From what I can tell, Page Peterson is the only regularly reoccurring non-white character in the romance comics of the 1960s and '70s. Her illustrated advice column appeared in no less than fourteen semi-consecutive issues of Young Romance. While there were not a whole lot of ethnically diverse characters in the romance comics, Page's presence demonstrates that the socially relevant issue of diversity was at least on DC's radar.

Saturday, November 7, 2009

Poll Result Time!

Good evening everyone! I hope you are having a great weekend! The last poll ended and here are the results as to what you the Sequential Crush readers would like to see more of!
  • Chronicles of recurrent characters garnered eight votes for the win!
  • Issue reviews, individual story reviews, and socio-historical themes each had six votes a piece.
  • Advertisements and fashion features were the least desired, both with two votes.
Thank you to all those that voted. This will help me continue to deliver all the romantic goodness you have come to expect from Sequential Crush! If you didn't have a chance to vote, feel free to put your wishes in the comment section of this post. Also, check out the new poll!!!

Stay groovy! :)

Friday, November 6, 2009

Sequential Elizabeth Story

While perusing for something else this evening I came across this short sequential story, "Kiss Me Only in My Dreams!" from Girls' Love Stories #149 (February 1970) by the talented Elizabeth Berube. Last week when I made my initial post on Elizabeth, I was only aware of one sequential story -- so this one makes two! Pretty exquisite, huh?!
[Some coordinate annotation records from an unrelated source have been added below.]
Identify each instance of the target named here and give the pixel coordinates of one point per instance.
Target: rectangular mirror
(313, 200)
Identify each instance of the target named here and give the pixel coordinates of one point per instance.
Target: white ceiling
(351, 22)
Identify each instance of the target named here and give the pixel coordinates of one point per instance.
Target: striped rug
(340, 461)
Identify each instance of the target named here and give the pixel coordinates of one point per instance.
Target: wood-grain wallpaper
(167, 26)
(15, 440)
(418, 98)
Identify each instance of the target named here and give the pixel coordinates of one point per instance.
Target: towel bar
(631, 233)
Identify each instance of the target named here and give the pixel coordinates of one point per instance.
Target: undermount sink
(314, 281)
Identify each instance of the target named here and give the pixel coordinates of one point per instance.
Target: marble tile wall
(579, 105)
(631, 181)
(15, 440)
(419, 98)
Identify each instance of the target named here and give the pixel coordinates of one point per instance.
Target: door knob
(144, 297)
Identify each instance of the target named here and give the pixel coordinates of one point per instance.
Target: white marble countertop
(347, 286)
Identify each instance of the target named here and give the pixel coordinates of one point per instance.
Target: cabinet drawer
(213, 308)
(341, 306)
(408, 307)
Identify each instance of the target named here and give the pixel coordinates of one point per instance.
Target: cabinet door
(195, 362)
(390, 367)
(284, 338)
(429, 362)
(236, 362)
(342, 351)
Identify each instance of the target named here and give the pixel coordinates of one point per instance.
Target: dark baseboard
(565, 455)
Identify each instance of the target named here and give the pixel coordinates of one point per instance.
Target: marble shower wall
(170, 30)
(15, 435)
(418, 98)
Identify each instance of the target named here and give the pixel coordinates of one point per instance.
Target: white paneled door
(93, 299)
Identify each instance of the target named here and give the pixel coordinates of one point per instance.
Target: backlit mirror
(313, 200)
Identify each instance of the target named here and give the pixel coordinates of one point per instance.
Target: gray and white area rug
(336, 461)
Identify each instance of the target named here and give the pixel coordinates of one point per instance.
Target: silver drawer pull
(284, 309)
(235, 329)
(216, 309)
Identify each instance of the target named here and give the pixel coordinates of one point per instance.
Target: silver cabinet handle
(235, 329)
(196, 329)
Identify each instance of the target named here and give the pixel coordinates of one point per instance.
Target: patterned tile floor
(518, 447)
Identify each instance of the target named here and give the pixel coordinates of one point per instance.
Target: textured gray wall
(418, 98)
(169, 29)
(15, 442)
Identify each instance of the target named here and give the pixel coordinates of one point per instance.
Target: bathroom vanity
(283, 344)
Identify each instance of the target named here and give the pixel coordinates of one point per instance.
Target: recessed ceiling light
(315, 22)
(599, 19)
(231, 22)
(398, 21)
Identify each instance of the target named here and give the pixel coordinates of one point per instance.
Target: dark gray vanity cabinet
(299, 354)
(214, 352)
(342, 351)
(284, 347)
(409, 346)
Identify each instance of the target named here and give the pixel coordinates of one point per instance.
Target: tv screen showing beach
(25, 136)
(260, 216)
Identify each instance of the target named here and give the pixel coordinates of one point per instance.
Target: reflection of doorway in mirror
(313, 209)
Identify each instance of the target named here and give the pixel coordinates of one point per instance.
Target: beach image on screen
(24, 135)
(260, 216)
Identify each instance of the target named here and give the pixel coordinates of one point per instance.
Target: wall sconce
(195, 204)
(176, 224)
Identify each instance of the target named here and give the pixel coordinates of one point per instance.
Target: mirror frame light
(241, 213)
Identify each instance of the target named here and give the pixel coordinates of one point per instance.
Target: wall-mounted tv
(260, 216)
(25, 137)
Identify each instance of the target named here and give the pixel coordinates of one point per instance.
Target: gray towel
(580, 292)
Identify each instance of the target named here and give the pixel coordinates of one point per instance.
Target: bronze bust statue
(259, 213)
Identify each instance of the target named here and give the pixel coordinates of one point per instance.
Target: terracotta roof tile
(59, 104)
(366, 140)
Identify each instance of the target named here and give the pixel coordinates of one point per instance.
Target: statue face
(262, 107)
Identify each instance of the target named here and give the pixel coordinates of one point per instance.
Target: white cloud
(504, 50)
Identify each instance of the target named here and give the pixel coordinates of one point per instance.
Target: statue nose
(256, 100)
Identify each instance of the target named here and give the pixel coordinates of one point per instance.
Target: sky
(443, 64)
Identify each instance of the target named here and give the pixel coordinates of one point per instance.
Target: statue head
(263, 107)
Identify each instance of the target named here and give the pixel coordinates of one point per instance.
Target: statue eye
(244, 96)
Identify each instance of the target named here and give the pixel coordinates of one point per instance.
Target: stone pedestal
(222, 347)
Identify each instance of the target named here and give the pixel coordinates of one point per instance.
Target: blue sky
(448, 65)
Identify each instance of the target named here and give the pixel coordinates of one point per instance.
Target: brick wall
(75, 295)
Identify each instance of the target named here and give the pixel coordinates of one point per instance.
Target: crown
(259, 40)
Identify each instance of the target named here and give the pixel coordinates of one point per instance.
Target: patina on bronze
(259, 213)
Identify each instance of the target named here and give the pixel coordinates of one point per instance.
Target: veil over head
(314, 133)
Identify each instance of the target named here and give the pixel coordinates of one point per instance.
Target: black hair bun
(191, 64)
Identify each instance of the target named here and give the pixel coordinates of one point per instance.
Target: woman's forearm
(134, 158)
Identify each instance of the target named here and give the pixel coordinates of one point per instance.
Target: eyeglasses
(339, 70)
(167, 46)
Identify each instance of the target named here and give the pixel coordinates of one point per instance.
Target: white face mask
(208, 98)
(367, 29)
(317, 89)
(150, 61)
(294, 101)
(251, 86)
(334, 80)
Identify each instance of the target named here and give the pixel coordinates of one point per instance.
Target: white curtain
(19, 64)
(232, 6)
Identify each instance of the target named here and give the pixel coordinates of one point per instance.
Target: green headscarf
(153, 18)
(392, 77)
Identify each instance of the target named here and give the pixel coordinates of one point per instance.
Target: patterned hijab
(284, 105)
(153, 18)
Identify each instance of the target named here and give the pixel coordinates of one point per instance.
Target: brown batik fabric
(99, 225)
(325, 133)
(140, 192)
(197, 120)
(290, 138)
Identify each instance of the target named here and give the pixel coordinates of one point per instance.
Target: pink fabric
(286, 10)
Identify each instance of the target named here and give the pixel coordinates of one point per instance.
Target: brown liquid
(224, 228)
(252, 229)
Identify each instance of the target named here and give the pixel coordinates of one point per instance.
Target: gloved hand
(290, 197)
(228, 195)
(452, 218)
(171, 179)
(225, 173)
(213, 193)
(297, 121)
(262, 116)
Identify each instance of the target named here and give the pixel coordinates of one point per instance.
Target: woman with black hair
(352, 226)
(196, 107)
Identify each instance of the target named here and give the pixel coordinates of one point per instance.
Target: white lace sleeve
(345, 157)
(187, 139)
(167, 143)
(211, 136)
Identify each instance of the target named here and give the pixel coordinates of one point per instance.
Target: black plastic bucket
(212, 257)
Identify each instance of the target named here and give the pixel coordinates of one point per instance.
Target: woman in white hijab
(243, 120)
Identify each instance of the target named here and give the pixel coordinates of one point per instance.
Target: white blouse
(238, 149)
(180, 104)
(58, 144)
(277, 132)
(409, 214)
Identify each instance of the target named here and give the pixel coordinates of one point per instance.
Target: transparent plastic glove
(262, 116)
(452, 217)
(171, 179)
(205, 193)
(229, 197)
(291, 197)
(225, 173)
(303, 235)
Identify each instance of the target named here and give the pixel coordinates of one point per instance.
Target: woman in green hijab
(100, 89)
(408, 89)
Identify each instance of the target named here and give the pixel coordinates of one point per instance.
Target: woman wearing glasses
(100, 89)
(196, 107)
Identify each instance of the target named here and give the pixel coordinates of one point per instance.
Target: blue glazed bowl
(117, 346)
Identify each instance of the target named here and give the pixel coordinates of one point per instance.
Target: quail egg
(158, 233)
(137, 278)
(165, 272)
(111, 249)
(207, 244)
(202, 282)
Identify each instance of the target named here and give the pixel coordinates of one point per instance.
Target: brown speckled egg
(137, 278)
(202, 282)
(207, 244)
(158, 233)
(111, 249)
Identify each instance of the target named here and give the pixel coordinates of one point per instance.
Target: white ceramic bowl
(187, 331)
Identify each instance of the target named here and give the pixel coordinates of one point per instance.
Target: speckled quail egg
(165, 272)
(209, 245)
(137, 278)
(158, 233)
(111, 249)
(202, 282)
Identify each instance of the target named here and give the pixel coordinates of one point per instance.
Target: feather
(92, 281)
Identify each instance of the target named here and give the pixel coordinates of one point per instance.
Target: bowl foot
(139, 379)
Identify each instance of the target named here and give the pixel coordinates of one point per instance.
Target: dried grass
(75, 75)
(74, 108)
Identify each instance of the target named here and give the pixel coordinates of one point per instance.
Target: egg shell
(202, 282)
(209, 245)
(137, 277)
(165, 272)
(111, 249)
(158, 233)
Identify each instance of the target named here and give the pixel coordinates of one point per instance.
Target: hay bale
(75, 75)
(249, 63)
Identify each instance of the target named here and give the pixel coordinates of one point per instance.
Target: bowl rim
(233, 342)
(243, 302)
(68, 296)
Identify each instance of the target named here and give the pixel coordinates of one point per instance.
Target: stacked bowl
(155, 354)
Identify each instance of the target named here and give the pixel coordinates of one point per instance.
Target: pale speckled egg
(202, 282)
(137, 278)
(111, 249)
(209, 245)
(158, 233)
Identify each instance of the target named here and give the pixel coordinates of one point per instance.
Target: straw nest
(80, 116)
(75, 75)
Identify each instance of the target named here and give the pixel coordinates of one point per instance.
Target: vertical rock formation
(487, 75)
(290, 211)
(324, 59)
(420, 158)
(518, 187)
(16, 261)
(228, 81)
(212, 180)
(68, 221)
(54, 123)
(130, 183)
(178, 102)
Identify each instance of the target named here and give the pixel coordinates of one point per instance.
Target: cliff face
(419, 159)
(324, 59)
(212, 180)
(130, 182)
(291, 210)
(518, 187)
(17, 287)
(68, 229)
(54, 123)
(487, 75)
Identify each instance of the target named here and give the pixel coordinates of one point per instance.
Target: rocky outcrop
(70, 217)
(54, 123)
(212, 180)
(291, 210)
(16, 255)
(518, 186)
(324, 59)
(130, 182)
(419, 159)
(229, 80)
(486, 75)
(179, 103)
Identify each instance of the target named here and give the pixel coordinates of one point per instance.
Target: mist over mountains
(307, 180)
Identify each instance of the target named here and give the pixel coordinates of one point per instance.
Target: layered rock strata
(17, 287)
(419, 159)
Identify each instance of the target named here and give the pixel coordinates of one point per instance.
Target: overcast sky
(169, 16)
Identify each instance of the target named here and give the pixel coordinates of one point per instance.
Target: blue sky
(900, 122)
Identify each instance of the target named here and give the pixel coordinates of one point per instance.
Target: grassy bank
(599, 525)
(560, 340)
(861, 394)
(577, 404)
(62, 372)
Though I love the line work and the decorative quality about the story, the coloring is what really makes it stand out for me. Those almost fluorescent colors against the black really pop out. Since Elizabeth colored many DC stories later on, it makes me wonder if she colored her own romance stories?

Tuesday, November 3, 2009

A Cautionary Tale

There is no doubt that this gorgeously drawn one-page story, "Uptight" from Young Romance #166 (June/July 1970) by Black Cat artist Lee Elias, is a great example of the diversity of artists featured in the romance comics. Unfortunately, it is also a good example of the kind of story that helps propel today's notion that romance comics are filled with worthless drivel deserving of a few laughs and nothing more.

On one hand, this story serves as a handy historical document and a reminder of how far our notions of women in the workforce have come. The same year this story was published in Young Romance, a very important stride concerning equal pay for male and female workers was made with the case of Schultz v. Wheaton Glass Co. Though legally this cased helped to solidify the Equal Pay Act of 1963, it is obvious from this story that not all facets of society had embraced the concept of the career-driven woman.

On the other hand though, I myself as a woman who is actively pursuing a career, can sympathize with the obvious internal conflict felt by our protagonist, Carol Loring. Balancing a career, and the ever-present cultural and biological pressures to "have it all" are something I think that many young women still feel today.